This morning, I considered the idea of assurance and prayed,
“Dear Lord, I want to live assured.”
I thought how it may be to move through my day with a countenance of being sure.
How it might be to wear assurance as my jacket, to walk with the cadence of happy rhythmic step, and to speak in a way so sure I’d radiate belief, my cheeks ‘ablush from the knowledge of enough.
My countenance, sure and assured.
I looked towards the memories on my wall, the tiny angel with her book and a jelly jar full of feathers.
The beauty of it all, so much more than enough, I sit quietly in a settled place with sunsine stripes on the wall.
Yet, none of this is significant or of measurable value.
I could sell angel paintings, their shapes thick with paint and poised with grace and hope.
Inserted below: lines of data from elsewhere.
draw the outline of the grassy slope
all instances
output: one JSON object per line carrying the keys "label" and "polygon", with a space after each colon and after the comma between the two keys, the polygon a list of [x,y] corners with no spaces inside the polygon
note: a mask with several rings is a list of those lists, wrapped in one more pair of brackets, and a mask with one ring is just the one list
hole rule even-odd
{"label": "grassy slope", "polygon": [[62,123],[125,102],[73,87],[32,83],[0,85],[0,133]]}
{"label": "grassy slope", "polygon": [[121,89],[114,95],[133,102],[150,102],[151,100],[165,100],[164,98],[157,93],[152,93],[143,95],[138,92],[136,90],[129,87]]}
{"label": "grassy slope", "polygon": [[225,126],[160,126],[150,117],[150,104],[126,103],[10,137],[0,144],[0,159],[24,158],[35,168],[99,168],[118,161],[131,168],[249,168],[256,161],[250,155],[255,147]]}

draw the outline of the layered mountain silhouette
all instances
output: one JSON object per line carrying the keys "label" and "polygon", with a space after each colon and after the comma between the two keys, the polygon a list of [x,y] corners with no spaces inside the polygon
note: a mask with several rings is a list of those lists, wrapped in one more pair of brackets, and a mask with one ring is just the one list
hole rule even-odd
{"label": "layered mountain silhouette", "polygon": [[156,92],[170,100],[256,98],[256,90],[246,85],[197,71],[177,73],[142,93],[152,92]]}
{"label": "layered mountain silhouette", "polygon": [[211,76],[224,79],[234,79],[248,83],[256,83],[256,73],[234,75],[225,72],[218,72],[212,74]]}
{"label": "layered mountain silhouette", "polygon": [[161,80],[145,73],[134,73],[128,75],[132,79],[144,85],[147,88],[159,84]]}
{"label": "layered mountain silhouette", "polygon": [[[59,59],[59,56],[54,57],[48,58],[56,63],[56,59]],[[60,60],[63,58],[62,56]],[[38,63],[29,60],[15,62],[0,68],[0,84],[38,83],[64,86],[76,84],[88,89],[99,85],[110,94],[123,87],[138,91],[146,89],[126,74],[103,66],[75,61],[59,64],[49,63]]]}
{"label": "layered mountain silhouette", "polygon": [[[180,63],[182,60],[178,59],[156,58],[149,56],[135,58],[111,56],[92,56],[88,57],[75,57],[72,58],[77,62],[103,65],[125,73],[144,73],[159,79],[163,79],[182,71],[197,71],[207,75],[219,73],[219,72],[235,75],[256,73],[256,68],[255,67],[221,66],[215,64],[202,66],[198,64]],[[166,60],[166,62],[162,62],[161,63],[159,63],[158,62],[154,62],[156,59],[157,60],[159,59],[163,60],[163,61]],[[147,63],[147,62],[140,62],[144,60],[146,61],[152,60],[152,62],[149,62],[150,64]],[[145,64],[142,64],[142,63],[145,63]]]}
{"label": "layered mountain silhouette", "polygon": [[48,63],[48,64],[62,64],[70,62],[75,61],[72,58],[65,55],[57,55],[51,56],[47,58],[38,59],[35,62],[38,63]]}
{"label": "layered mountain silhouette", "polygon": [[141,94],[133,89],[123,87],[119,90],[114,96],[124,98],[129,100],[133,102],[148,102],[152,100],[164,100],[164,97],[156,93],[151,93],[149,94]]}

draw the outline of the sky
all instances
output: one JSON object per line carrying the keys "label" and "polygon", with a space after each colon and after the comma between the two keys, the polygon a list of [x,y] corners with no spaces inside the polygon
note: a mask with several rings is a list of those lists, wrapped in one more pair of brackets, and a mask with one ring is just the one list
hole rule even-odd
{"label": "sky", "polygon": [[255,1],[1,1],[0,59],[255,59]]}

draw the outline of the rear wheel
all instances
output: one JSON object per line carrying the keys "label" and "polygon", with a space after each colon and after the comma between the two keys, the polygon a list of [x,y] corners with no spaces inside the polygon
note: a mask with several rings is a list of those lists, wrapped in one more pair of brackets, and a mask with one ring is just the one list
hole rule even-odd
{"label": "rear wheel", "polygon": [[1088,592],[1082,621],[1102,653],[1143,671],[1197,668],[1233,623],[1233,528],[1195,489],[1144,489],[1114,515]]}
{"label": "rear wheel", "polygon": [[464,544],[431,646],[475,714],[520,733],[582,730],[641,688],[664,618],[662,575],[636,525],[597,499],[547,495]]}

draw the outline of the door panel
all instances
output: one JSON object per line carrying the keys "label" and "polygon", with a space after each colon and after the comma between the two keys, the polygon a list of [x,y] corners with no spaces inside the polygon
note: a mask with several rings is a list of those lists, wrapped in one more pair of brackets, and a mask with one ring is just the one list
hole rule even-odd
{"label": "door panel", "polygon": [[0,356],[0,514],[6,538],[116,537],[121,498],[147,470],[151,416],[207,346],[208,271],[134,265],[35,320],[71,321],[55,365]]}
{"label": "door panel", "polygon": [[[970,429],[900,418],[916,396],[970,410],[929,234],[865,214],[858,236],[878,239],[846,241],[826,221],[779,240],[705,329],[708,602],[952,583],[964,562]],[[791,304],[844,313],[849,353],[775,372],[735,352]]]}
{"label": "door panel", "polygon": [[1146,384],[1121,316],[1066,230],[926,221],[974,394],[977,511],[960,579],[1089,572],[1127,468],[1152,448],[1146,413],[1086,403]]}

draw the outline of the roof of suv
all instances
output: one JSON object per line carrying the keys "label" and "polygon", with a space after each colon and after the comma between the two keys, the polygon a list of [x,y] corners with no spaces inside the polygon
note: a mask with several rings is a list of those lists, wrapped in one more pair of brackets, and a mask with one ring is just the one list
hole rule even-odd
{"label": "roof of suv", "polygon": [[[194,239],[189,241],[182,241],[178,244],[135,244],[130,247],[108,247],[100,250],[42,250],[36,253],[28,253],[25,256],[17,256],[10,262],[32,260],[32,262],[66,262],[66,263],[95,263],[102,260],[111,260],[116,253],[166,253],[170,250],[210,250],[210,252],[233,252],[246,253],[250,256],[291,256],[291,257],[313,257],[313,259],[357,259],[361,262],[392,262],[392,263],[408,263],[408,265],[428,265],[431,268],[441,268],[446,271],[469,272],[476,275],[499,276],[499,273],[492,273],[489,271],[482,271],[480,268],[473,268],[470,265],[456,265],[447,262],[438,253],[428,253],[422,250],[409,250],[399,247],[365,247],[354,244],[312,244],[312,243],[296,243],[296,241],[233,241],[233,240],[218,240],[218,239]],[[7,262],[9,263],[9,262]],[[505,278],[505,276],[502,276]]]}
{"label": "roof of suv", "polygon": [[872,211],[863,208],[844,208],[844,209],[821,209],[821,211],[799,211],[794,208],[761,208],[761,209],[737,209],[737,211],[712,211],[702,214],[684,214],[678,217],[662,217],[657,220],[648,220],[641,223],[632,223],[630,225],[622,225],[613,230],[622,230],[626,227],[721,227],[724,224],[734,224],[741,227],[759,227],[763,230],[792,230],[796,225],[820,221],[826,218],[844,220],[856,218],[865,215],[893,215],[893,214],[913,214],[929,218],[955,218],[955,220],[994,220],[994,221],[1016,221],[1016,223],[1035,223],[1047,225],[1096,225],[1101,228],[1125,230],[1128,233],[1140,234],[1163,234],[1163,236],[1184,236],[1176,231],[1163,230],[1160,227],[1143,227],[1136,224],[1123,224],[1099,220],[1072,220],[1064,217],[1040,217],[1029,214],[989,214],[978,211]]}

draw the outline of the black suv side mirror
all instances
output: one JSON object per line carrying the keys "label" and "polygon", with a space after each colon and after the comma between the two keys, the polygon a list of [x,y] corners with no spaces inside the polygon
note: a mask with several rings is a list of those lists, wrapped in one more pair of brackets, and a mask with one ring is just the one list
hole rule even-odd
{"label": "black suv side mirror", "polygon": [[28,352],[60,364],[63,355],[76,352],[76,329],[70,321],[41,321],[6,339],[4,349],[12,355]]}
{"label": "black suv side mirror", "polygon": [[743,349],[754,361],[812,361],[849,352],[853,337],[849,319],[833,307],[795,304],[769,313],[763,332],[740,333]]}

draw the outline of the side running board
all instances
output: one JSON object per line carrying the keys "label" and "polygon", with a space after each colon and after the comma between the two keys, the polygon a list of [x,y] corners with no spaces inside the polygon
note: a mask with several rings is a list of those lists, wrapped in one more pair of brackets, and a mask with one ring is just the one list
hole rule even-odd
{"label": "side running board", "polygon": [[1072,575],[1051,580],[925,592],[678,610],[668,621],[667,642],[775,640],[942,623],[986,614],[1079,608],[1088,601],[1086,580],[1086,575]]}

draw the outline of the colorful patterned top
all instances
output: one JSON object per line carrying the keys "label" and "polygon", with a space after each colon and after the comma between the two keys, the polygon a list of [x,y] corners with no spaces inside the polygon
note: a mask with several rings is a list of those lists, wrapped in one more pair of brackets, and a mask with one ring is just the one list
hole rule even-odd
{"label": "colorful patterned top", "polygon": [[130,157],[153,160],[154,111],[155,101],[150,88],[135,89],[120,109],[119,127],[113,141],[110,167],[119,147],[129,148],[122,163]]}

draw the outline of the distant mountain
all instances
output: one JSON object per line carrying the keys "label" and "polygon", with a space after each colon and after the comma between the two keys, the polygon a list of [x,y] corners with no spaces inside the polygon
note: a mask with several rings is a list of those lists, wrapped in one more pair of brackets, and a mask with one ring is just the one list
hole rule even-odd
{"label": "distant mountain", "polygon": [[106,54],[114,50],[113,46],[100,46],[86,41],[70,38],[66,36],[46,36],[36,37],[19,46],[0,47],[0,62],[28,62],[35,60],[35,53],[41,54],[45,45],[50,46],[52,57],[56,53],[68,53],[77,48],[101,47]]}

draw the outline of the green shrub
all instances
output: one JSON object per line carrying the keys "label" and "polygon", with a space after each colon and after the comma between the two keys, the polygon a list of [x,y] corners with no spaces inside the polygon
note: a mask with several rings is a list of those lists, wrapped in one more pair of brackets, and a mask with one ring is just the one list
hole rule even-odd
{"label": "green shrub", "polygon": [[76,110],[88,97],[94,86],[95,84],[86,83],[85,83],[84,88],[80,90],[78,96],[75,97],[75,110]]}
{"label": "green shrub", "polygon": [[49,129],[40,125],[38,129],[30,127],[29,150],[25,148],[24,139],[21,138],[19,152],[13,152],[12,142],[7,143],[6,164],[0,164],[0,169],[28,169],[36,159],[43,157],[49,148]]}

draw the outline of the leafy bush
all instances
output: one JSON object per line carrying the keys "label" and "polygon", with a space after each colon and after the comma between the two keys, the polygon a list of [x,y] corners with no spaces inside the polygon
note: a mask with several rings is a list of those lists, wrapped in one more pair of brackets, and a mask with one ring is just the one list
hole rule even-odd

I could hear of the way they spoke to the buyer. I could publish the book God told me is my “treasure”, the one I’ve been brave enough to title. I could do these things and more and I’d be nothing more than accomplished without the assurance of a good, true and faithful God.
I’d rather be known by my faith. I’d rather be content in such a way I’d intrigue others to know how, why and could I?
My countenance, one of sure enough assurance and my expression so true, all will understand,
She means it when she says… it’s not me, but, God and it’s grace I don’t deserve but, I’m sure of.